Caroticocavernous fistula (CCF) pre- and post-endovascular treatment. (a) Computed tomography of the head showing left-sided proptosis. (b) Left internal carotid angiogram (lateral view) showing early filling of contrast in the left cavernous sinus and a dilated left superior ophthalmic vein (SOV), both indicated by blue arrows, in keeping with an underlying fistula. (c) Wire (white arrow) in the left SOV introduced externally to access the cavernous sinus. Access to the sinus through the internal jugular vein/inferior petrosal sinus was not possible in this case. Cannulation of SOV was performed by an ophthalmic surgeon by skin crease incision and open cut down. (d) Post-treatment left internal carotid angiogram (3-D spin reformat) showing occlusion of CCF with coils (in purple) in the cavernous sinus. (e) Left internal carotid artery angiogram (lateral view) post-treatment. The early filling of the cavernous sinus and SOV present previously (cf. B) is no longer seen, indicating occlusion of the fistula. (f) Magnetic resonance imaging of the head after about six months shows complete resolution of the left proptosis.

Export to PPT

Homonymous visual field defects may be a presenting feature of a cerebral AVM. Treatment options include endovascular, surgical, or radiosurgical – one or any combination of the above. In carefully selected patients, primary endovascular embolization may be the most favorable option for treating a cerebral AVM.^[5]

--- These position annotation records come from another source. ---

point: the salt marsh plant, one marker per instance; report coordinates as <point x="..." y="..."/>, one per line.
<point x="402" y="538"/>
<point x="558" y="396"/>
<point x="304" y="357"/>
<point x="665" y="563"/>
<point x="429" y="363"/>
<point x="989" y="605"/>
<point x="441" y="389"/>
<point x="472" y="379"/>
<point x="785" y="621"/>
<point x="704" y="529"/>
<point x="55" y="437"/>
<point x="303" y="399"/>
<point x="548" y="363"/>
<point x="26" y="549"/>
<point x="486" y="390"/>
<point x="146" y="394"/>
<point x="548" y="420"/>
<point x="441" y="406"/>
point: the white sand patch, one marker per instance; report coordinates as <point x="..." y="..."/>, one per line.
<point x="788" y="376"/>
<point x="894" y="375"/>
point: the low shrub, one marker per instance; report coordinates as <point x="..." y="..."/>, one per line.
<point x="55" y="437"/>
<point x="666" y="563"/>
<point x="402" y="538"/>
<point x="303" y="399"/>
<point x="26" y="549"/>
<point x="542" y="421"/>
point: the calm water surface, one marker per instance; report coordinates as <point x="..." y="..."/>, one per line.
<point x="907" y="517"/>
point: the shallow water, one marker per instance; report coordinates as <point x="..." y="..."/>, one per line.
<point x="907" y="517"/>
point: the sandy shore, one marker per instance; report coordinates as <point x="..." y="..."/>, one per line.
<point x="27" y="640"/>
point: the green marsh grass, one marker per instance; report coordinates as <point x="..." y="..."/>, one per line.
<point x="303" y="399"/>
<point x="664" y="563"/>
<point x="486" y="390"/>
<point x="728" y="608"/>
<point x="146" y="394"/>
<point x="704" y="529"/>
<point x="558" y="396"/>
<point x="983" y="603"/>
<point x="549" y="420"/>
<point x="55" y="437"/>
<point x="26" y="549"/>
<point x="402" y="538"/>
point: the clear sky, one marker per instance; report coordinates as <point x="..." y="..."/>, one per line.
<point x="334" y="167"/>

A patient may present to an ophthalmologist initially with visual disturbances and headaches, eventually leading to the diagnosis of idiopathic intracranial hypertension (IIH). Venous sinus stenting has been shown to be a safe and effective treatment modality to reduce headaches, papilledema, and tinnitus in medically refractory IIH.^[6]

Stenting of a significantly stenosed internal carotid artery (ICA) is a routine procedure in most neurointerventional units. The corresponding author’s earliest tryst with neurointervention was about 18 years ago by observing an ICA stenting on a patient presenting with visual symptoms only (recurrent episodes of amaurosis fugax). Huge strides have been made in microcatheter technology and techniques for superselective cannulation of small caliber vessels. Ophthalmic artery cannulation and targeted delivery of chemotherapy for retinoblastoma is now a widely accepted treatment modality.^[7] Novel therapeutic maneuvers, such as ophthalmic artery angioplasty for age-related macular degeneration have been reported in the literature.^[8]

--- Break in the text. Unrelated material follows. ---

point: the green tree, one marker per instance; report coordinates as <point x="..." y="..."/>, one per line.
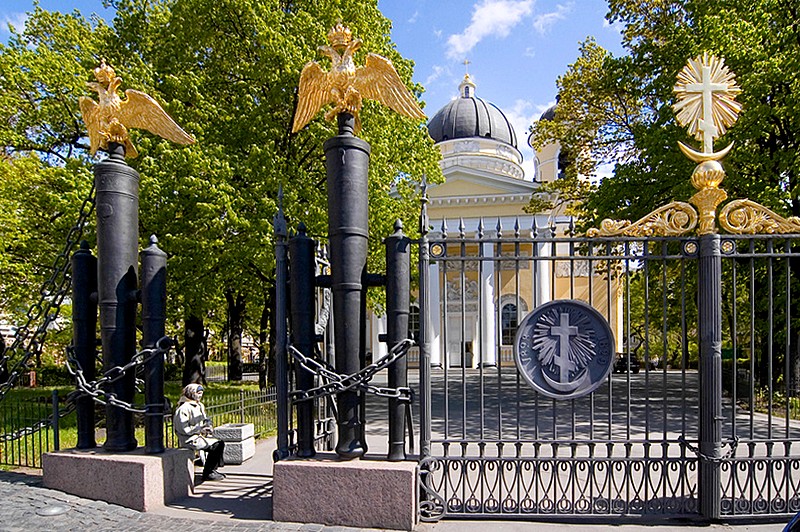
<point x="228" y="71"/>
<point x="620" y="111"/>
<point x="619" y="108"/>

The examples stated above illustrate the immense value of Interventional Neuroradiology in the treatment of neurovascular conditions with ocular manifestations. However, a satisfactory treatment outcome calls for close liaison among Ophthalmologists, Interventional Neuroradiologists, Neurologists, Neurosurgeons, and other specialists. In geographical areas with limited healthcare resources, access to robust neurointerventional services may be limited. Nevertheless, referral, real-time transfer of information, and formulation of treatment pathways can be conducted effectively and efficiently through online multidisciplinary meetings with tertiary Neurosciences centers where endovascular procedures are performed routinely. High costs associated with interventional therapies can pose a major challenge. Again, costs may be low at centers where a high volume of procedures is performed. Government interventions such as limiting duties and taxes related to the trade of endovascular devices may contribute significantly. Self-reliance is an important element in securing sustainability. Atmanirbharta in manufacturing high quality devices may go a long way in making complex endovascular therapies affordable and more freely available.